Multifocal ERG

Reference: PVM-MU-ERG

This exam allows the realization of a map of local ERG responses (mfERG).
The visual stimulator generates a matrix of 16 to 217 zones which are stimulated with independent sequences of flashes. The global ERG response is recorded from a unique electrode.
Local responses are obtained by computing the inverse correlation between this global ERG response and the stimulation sequence.

During the exam, the program displays in real time the local responses with an automated identification of the N1, P1 and N2 peaks of each response. The quality of the recorded signal is evaluated by computing the noise level and displaying the signal evolution since the beginning of the recording (base line).

In the example hereby, the base line appears very unstable at the beginning of the exam, which is frequently due to eye movements, eye blinks or electrode instability. After about 1 minute, the baseline becomes stable and the noise level indicates that the quality of result is sufficient for a valid interpretation.

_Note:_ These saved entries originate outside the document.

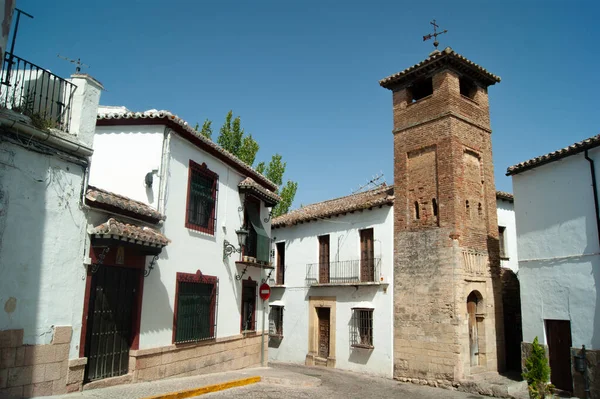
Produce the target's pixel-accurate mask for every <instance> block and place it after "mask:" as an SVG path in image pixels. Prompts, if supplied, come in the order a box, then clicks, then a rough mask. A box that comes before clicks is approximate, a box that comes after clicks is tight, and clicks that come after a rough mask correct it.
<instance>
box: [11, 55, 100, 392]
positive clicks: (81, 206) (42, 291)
mask: <svg viewBox="0 0 600 399" xmlns="http://www.w3.org/2000/svg"><path fill="white" fill-rule="evenodd" d="M4 67H5V68H6V64H5V65H4ZM33 72H34V74H36V75H37V76H40V75H43V76H46V83H45V84H43V83H42V82H41V81H38V83H37V84H36V85H34V86H30V90H33V91H30V92H31V93H33V92H35V94H36V95H43V94H44V93H47V92H48V90H51V88H52V87H53V85H54V84H55V83H56V82H60V85H61V87H64V88H65V89H66V90H65V92H64V93H65V94H66V98H62V99H58V98H56V97H52V96H50V97H48V98H47V101H45V102H44V104H43V105H41V104H40V103H39V102H31V103H30V104H28V107H27V108H26V109H24V108H18V107H15V108H13V109H12V110H11V109H10V108H11V106H12V105H13V104H12V99H11V98H10V96H9V97H6V96H0V105H1V107H2V110H1V111H0V307H1V308H2V309H3V311H2V312H0V352H1V353H2V360H1V361H0V397H11V396H16V397H30V396H38V395H51V394H60V393H66V392H67V389H68V388H67V387H68V384H69V379H71V378H74V377H73V373H72V372H71V368H70V366H71V363H70V359H76V358H78V357H79V356H78V353H79V350H78V345H79V340H76V339H73V337H75V335H76V333H77V332H78V331H80V327H81V321H82V319H81V315H82V308H83V295H84V289H85V274H86V270H85V266H84V256H83V254H84V251H85V247H86V239H85V237H86V228H87V223H86V210H85V205H84V203H83V196H82V194H83V193H84V192H85V191H84V190H85V185H86V180H87V175H88V168H89V164H90V156H91V155H92V153H93V149H92V147H93V139H94V126H95V122H96V114H97V108H98V102H99V100H100V93H101V90H102V85H101V84H100V83H99V82H98V81H96V80H95V79H93V78H91V77H90V76H88V75H83V74H75V75H72V77H71V79H68V80H64V79H62V78H60V77H58V76H55V75H53V74H51V73H50V72H48V71H46V70H43V69H41V68H39V67H35V68H34V71H33ZM21 77H22V74H21V73H20V72H19V70H18V69H17V70H13V71H12V73H10V74H9V73H7V70H6V69H3V71H2V82H3V83H4V82H5V79H8V83H9V84H10V87H12V88H15V87H17V86H18V84H19V79H20V78H21ZM7 87H9V86H8V85H4V84H3V85H2V90H0V92H1V93H2V94H6V93H9V92H10V90H8V89H6V88H7ZM49 108H51V109H54V110H57V109H61V110H62V111H64V112H61V115H62V116H63V117H64V118H63V119H62V120H61V121H60V123H57V120H56V119H53V118H54V117H55V116H56V114H48V113H46V112H45V111H46V110H47V109H49ZM73 331H75V334H73Z"/></svg>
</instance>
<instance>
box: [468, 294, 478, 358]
mask: <svg viewBox="0 0 600 399" xmlns="http://www.w3.org/2000/svg"><path fill="white" fill-rule="evenodd" d="M479 302H480V298H479V297H478V295H477V293H476V292H475V291H473V292H471V293H470V294H469V296H468V297H467V313H468V315H469V357H470V359H471V366H472V367H474V366H479V326H478V324H479V323H477V307H478V305H479Z"/></svg>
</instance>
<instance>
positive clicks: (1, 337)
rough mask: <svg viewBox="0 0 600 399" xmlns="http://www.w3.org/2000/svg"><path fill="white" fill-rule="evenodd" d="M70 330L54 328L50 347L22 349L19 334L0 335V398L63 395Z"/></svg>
mask: <svg viewBox="0 0 600 399" xmlns="http://www.w3.org/2000/svg"><path fill="white" fill-rule="evenodd" d="M71 335H72V330H71V327H54V331H53V338H52V343H51V344H48V345H23V330H22V329H20V330H4V331H0V397H26V398H28V397H32V396H46V395H58V394H63V393H66V392H67V388H66V385H67V383H66V380H67V370H68V358H69V347H70V342H71Z"/></svg>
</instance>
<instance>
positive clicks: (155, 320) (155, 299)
mask: <svg viewBox="0 0 600 399" xmlns="http://www.w3.org/2000/svg"><path fill="white" fill-rule="evenodd" d="M168 258H169V255H168V253H167V247H165V248H163V250H162V252H161V254H160V257H159V259H158V261H157V262H156V263H157V265H156V266H155V267H154V269H153V270H152V272H151V273H150V275H149V276H148V277H144V279H145V280H146V281H144V300H143V302H142V303H143V304H142V322H141V326H140V332H141V334H147V333H153V332H160V331H164V330H172V328H173V308H171V300H170V299H169V294H168V291H167V288H166V287H165V285H164V283H163V280H162V279H161V268H160V264H161V260H165V259H168ZM173 284H176V283H175V282H173ZM173 306H174V304H173Z"/></svg>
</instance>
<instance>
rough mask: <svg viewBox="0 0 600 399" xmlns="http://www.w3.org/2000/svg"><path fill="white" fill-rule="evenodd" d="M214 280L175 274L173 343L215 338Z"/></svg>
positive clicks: (215, 297)
mask: <svg viewBox="0 0 600 399" xmlns="http://www.w3.org/2000/svg"><path fill="white" fill-rule="evenodd" d="M217 290H218V279H217V278H216V277H214V276H204V275H202V274H201V273H196V274H189V273H177V288H176V295H175V316H174V320H173V342H174V343H177V344H180V343H185V342H198V341H202V340H207V339H212V338H215V336H216V327H217V326H216V317H215V315H216V307H217Z"/></svg>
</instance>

The program allows to display 2D and 3D interpolated maps of the amplitude and implicit time of the N1, P1 and N2 peaks of the local responses.

The zone analysis allows the comparison of responses within given zones. Responses can be grouped as a function of eccentricity (ring) or by quadrants or even by zones defined by the operator.

The program performs a comparison of analysis results within given zones with a normal subjects data base from several clinical centers.

Quantitative measurements of amplitude and implicit times outside the normal range are immediately outlined with a color code (green = normal, red = abnormal, pink = borderline). In addition, the program performs a comparison between central and peripheric responses which improves significantly the detection of central alterations (when the periphery is found normal) and a comparison of the P1 to N1 amplitudes to distinguish alterations of photoreceptors and alterations of the inner layers of the retina.

The analysis of 2nd order kernel is used to analyze temporal interaction between the responses of successive stimuli. It is available on all procedures. However, the default tests are using a slow stimulation rate of 17 Hz which is designed to obtain a response similar to the "classic" photopic ERG waveform by minimizing temporal interactions between stimuli responses. As a result of this reduced temporal interaction, the amplitude of the 2nd kernel is very small.

For this reason, 2nd order kernel responses are obtained by using specific procedures with a faster stimulation rate of 40 Hz minimum.

This analysis allows the superposition of the map of local mfERG responses over the image of the eye fundus of the patient. The image of the eye fundus is imported as an image file either through the computer network or by USB key, CDROM etc. The operator identifies the position of the fovea and papilla to obtain a precise superposition.

This analysis evaluates the evolution of the patient results over several successive exams. The program automatically searches within the result data base all the results from the patient. It computes a map showing the rate of change of the amplitudes of the local responses over the last exams. The results are displayed in a graphic showing in red color the areas where amplitudes are deteriorating and in green color where they are improving.

An accurate correction of refractive errors is important to obtain results of "good" quality.

Metrovision recommends the use of its set of " large field " eye glasses which avoid masking artifacts of the peripheral visual field.

The patient's fixation is stimulated by the presentation in the center of the fixation area of a small pattern which changes orientation in a pseudo random way. The patient is asked to press a button every time the pattern orientation changes. The high resolution video camera also allows an accurate control of fixation by the operator.

As an option, Metrovision proposes an automated fixation control which uses the image of the eye to reject the responses in case of movement.

Multifocal ERG is clinically useful in a large number of macular or paramacular pathologies as it can point out local alterations or normal islands of vision which cannot be detected by standard ganzfeld ERG exams.